July 5 Our human resources as marshalled by the will, were not sufficient; they failed utterly... Every day is a day when we must carry the vision of God's will into all our activities. Alcoholics Anonymous p.45, 85
I hear talk of the "weak-willed" alcoholic, but I am one of the strongest-willed people on earth! I now know that my incredible strength of will is not enough to save my life. My problem is not one of "weakness," but rather of direction. When I , without falsely diminishing myself, accept my honest limitations and turn to God's guidance, my worst faults become my greatest assets. My strong will, rightly directed, keeps me working until the promises of the program become my daily reality. Daily Reflections p. 195
I hear talk of the "weak-willed" alcoholic, but I am one of the strongest-willed people on earth! I now know that my incredible strength of will is not enough to save my life. My problem is not one of "weakness," but rather of direction.

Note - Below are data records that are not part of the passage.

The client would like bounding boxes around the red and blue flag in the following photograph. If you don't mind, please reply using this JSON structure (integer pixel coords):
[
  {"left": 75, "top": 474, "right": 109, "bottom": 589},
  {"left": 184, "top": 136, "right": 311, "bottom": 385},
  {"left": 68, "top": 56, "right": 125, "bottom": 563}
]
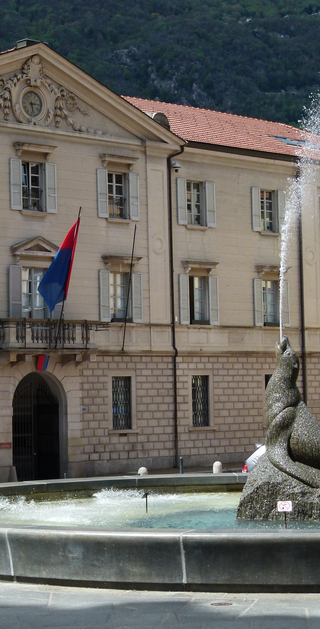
[{"left": 38, "top": 212, "right": 80, "bottom": 312}]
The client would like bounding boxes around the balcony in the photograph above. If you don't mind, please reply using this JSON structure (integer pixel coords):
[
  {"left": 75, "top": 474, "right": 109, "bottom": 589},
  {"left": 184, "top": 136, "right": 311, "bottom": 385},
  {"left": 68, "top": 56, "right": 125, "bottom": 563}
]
[{"left": 0, "top": 319, "right": 94, "bottom": 351}]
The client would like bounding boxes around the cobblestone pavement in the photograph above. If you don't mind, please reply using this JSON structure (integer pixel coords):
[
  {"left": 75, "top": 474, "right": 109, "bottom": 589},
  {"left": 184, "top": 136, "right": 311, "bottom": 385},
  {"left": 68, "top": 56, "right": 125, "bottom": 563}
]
[{"left": 0, "top": 582, "right": 320, "bottom": 629}]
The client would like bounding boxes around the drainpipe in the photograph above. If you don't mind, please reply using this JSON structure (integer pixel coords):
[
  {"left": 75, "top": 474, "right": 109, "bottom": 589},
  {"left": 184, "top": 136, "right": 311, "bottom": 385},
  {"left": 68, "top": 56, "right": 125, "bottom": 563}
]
[
  {"left": 296, "top": 166, "right": 308, "bottom": 404},
  {"left": 167, "top": 146, "right": 184, "bottom": 467}
]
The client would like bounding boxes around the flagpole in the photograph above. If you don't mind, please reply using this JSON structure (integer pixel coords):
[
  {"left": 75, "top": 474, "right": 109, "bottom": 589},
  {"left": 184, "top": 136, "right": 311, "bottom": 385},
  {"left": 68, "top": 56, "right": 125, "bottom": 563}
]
[
  {"left": 121, "top": 225, "right": 137, "bottom": 352},
  {"left": 54, "top": 299, "right": 66, "bottom": 349},
  {"left": 54, "top": 206, "right": 81, "bottom": 349}
]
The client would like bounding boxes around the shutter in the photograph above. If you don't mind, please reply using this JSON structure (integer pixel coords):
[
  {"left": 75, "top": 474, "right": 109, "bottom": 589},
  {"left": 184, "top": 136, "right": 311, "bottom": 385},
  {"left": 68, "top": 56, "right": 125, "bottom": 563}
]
[
  {"left": 204, "top": 181, "right": 216, "bottom": 227},
  {"left": 99, "top": 270, "right": 111, "bottom": 321},
  {"left": 9, "top": 264, "right": 22, "bottom": 319},
  {"left": 179, "top": 274, "right": 190, "bottom": 324},
  {"left": 44, "top": 162, "right": 58, "bottom": 214},
  {"left": 10, "top": 157, "right": 22, "bottom": 210},
  {"left": 282, "top": 280, "right": 290, "bottom": 328},
  {"left": 177, "top": 177, "right": 188, "bottom": 225},
  {"left": 97, "top": 168, "right": 109, "bottom": 218},
  {"left": 277, "top": 190, "right": 286, "bottom": 233},
  {"left": 251, "top": 187, "right": 261, "bottom": 232},
  {"left": 253, "top": 279, "right": 263, "bottom": 326},
  {"left": 128, "top": 173, "right": 140, "bottom": 221},
  {"left": 48, "top": 301, "right": 65, "bottom": 320},
  {"left": 208, "top": 275, "right": 219, "bottom": 325},
  {"left": 131, "top": 273, "right": 143, "bottom": 323}
]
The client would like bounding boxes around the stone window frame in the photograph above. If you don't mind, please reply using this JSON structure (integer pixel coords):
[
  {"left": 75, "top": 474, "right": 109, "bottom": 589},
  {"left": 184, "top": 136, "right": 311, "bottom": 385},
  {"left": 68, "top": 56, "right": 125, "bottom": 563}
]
[
  {"left": 188, "top": 368, "right": 216, "bottom": 432},
  {"left": 107, "top": 369, "right": 138, "bottom": 435}
]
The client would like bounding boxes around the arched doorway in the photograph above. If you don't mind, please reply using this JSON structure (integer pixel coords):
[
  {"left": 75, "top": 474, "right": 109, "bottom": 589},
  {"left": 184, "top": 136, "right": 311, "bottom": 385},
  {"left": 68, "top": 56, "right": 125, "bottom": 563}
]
[{"left": 12, "top": 373, "right": 60, "bottom": 481}]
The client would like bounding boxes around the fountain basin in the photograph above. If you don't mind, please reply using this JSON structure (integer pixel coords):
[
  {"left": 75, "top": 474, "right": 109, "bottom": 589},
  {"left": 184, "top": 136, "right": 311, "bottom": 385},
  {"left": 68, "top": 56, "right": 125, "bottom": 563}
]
[{"left": 0, "top": 474, "right": 320, "bottom": 592}]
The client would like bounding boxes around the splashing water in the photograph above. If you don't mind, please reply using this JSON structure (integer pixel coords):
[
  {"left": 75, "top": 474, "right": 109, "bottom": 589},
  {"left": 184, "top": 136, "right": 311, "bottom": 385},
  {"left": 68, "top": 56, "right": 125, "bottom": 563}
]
[{"left": 279, "top": 92, "right": 320, "bottom": 343}]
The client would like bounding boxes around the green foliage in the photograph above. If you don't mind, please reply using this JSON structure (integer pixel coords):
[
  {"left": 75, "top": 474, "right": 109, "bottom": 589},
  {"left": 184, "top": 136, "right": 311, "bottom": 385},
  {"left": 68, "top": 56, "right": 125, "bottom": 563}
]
[{"left": 0, "top": 0, "right": 320, "bottom": 124}]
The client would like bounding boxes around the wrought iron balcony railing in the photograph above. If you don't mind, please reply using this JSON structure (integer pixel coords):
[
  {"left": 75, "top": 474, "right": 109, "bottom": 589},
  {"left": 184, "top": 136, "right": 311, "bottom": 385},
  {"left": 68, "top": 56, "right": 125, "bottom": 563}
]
[{"left": 0, "top": 319, "right": 92, "bottom": 350}]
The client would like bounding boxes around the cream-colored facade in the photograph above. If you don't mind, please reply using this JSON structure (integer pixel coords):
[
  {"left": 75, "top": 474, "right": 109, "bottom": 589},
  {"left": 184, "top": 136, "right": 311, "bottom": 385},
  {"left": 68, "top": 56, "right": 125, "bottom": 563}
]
[{"left": 0, "top": 44, "right": 320, "bottom": 481}]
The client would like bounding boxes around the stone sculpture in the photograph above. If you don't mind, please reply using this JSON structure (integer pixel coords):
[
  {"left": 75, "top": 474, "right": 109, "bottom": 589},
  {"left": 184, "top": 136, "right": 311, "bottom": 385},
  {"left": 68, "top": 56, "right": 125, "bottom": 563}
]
[{"left": 237, "top": 337, "right": 320, "bottom": 520}]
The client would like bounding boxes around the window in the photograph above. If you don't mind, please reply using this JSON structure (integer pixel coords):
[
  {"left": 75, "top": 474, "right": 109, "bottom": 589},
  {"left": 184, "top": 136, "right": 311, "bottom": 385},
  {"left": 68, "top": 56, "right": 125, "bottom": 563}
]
[
  {"left": 264, "top": 373, "right": 272, "bottom": 389},
  {"left": 112, "top": 376, "right": 132, "bottom": 430},
  {"left": 251, "top": 187, "right": 286, "bottom": 233},
  {"left": 177, "top": 177, "right": 216, "bottom": 227},
  {"left": 10, "top": 158, "right": 57, "bottom": 213},
  {"left": 179, "top": 275, "right": 219, "bottom": 325},
  {"left": 9, "top": 264, "right": 61, "bottom": 319},
  {"left": 22, "top": 267, "right": 49, "bottom": 319},
  {"left": 108, "top": 173, "right": 126, "bottom": 218},
  {"left": 97, "top": 168, "right": 140, "bottom": 221},
  {"left": 191, "top": 376, "right": 209, "bottom": 427},
  {"left": 187, "top": 181, "right": 201, "bottom": 225},
  {"left": 262, "top": 280, "right": 279, "bottom": 325},
  {"left": 99, "top": 270, "right": 143, "bottom": 323},
  {"left": 110, "top": 273, "right": 131, "bottom": 321},
  {"left": 254, "top": 279, "right": 290, "bottom": 327}
]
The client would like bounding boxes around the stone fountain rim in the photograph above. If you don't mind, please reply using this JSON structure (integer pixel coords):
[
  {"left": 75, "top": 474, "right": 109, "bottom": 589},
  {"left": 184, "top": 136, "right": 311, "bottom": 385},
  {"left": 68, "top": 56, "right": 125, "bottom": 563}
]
[{"left": 0, "top": 473, "right": 320, "bottom": 592}]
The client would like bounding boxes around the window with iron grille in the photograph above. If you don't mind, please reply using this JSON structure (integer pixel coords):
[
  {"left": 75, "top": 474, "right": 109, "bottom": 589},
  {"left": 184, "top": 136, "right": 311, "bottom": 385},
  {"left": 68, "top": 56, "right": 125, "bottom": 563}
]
[
  {"left": 112, "top": 376, "right": 132, "bottom": 430},
  {"left": 192, "top": 376, "right": 209, "bottom": 427}
]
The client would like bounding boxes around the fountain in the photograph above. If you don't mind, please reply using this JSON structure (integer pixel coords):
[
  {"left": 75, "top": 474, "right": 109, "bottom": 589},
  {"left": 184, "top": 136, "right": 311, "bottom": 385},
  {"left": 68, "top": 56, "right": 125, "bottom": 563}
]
[
  {"left": 238, "top": 336, "right": 320, "bottom": 521},
  {"left": 0, "top": 98, "right": 320, "bottom": 592}
]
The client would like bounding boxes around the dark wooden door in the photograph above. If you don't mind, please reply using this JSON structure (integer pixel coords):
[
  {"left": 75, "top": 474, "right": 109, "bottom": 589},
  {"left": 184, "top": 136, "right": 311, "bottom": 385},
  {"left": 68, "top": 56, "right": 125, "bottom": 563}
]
[{"left": 12, "top": 373, "right": 60, "bottom": 481}]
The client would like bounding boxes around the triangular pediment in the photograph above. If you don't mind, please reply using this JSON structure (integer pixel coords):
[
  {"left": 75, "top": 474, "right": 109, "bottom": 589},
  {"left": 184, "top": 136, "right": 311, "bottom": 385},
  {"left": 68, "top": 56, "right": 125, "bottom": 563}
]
[
  {"left": 11, "top": 236, "right": 59, "bottom": 264},
  {"left": 0, "top": 43, "right": 183, "bottom": 149}
]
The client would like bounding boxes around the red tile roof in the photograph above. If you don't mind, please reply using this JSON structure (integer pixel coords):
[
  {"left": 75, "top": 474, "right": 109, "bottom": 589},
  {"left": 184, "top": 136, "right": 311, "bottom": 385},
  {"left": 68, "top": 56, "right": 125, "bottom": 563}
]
[{"left": 123, "top": 96, "right": 320, "bottom": 159}]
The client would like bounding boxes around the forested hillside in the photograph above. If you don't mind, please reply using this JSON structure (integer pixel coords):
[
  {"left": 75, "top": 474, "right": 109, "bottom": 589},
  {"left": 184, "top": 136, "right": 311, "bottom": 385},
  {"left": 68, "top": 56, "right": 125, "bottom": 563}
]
[{"left": 0, "top": 0, "right": 320, "bottom": 124}]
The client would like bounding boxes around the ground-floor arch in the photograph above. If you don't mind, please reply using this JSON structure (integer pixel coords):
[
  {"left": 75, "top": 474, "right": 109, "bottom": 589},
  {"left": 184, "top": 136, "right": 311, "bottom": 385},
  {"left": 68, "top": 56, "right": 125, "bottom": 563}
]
[{"left": 12, "top": 372, "right": 61, "bottom": 481}]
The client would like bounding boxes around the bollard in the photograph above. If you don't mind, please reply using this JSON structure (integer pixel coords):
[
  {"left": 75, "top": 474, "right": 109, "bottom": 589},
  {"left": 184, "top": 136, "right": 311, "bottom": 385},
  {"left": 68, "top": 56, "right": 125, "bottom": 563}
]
[{"left": 212, "top": 461, "right": 222, "bottom": 474}]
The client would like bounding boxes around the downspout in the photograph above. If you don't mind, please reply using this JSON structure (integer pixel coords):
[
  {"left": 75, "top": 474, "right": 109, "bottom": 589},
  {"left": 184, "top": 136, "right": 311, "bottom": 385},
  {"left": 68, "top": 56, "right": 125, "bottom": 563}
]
[
  {"left": 296, "top": 166, "right": 308, "bottom": 404},
  {"left": 167, "top": 146, "right": 184, "bottom": 467}
]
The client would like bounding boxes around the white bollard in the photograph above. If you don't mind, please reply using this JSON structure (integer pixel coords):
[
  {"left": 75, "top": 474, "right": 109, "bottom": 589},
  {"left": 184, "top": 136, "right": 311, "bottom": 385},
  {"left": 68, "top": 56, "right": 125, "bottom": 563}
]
[
  {"left": 212, "top": 461, "right": 222, "bottom": 474},
  {"left": 138, "top": 467, "right": 148, "bottom": 476}
]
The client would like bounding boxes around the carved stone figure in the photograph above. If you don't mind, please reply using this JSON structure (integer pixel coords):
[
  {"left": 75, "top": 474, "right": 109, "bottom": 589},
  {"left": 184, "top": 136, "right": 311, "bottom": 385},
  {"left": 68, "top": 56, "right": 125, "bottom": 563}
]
[{"left": 237, "top": 337, "right": 320, "bottom": 519}]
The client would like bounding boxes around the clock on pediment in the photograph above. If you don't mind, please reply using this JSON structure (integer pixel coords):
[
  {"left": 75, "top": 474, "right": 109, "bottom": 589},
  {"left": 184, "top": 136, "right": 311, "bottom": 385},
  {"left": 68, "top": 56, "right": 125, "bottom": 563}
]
[
  {"left": 0, "top": 54, "right": 94, "bottom": 135},
  {"left": 20, "top": 87, "right": 44, "bottom": 119}
]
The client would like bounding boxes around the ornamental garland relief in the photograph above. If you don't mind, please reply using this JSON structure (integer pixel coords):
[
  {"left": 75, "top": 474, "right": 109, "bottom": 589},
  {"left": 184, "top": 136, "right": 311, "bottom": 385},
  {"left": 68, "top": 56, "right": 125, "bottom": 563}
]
[{"left": 0, "top": 55, "right": 103, "bottom": 135}]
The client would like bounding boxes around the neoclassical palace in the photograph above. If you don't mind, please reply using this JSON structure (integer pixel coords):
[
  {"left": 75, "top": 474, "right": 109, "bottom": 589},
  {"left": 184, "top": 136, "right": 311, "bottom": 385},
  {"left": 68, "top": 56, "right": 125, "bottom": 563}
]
[{"left": 0, "top": 40, "right": 320, "bottom": 481}]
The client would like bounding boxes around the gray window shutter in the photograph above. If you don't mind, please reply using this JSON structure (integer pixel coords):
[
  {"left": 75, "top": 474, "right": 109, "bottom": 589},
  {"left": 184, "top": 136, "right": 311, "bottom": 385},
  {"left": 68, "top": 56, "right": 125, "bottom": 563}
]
[
  {"left": 9, "top": 264, "right": 22, "bottom": 319},
  {"left": 10, "top": 157, "right": 22, "bottom": 210},
  {"left": 44, "top": 162, "right": 58, "bottom": 214},
  {"left": 177, "top": 177, "right": 188, "bottom": 225},
  {"left": 204, "top": 181, "right": 216, "bottom": 227},
  {"left": 97, "top": 168, "right": 109, "bottom": 218},
  {"left": 277, "top": 190, "right": 286, "bottom": 233},
  {"left": 282, "top": 280, "right": 290, "bottom": 328},
  {"left": 49, "top": 302, "right": 65, "bottom": 321},
  {"left": 251, "top": 187, "right": 261, "bottom": 232},
  {"left": 131, "top": 273, "right": 143, "bottom": 323},
  {"left": 179, "top": 274, "right": 190, "bottom": 324},
  {"left": 99, "top": 269, "right": 111, "bottom": 321},
  {"left": 208, "top": 275, "right": 219, "bottom": 325},
  {"left": 253, "top": 279, "right": 263, "bottom": 326},
  {"left": 128, "top": 173, "right": 140, "bottom": 221}
]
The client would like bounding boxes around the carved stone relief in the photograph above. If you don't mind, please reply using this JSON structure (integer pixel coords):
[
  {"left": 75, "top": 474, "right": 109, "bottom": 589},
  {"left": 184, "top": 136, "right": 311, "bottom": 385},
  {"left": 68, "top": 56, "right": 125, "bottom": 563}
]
[{"left": 0, "top": 55, "right": 105, "bottom": 135}]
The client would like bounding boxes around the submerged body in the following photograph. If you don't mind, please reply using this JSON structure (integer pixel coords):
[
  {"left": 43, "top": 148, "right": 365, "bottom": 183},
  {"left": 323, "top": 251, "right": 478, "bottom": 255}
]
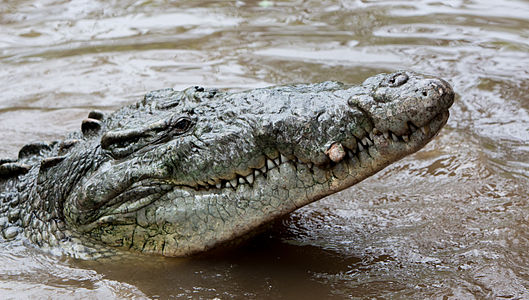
[{"left": 0, "top": 72, "right": 454, "bottom": 258}]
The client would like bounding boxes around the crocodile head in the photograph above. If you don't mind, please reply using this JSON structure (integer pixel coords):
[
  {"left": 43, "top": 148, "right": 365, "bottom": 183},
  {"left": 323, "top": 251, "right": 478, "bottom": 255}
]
[{"left": 58, "top": 72, "right": 454, "bottom": 256}]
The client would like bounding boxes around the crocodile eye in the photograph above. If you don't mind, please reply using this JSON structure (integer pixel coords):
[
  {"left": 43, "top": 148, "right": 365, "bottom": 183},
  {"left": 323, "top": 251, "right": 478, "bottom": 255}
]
[{"left": 173, "top": 118, "right": 193, "bottom": 134}]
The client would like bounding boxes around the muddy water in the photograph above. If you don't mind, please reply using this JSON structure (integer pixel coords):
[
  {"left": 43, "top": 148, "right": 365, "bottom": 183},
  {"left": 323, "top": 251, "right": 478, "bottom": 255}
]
[{"left": 0, "top": 0, "right": 529, "bottom": 299}]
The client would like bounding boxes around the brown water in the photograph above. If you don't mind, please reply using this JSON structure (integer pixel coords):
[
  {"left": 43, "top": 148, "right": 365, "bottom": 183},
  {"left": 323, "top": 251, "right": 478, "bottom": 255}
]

My biggest problem with trying to stay sober in between my last two relapses was my self-will. I kept thinking that I could do anything as long as I put my mind to it. I too "now know that my incredible strength of will is not enough to save my life."
That was one of the hardest things for me to accept as of late; even though I was sober for a year and a half! This disease really is cunning, baffling and powerful and I realize now that it continues to get stronger and stronger and it is capable of completely tricking your mind in so many different ways!
I HAVE to go to meetings and do what I'm supposed to do, otherwise I will drink again!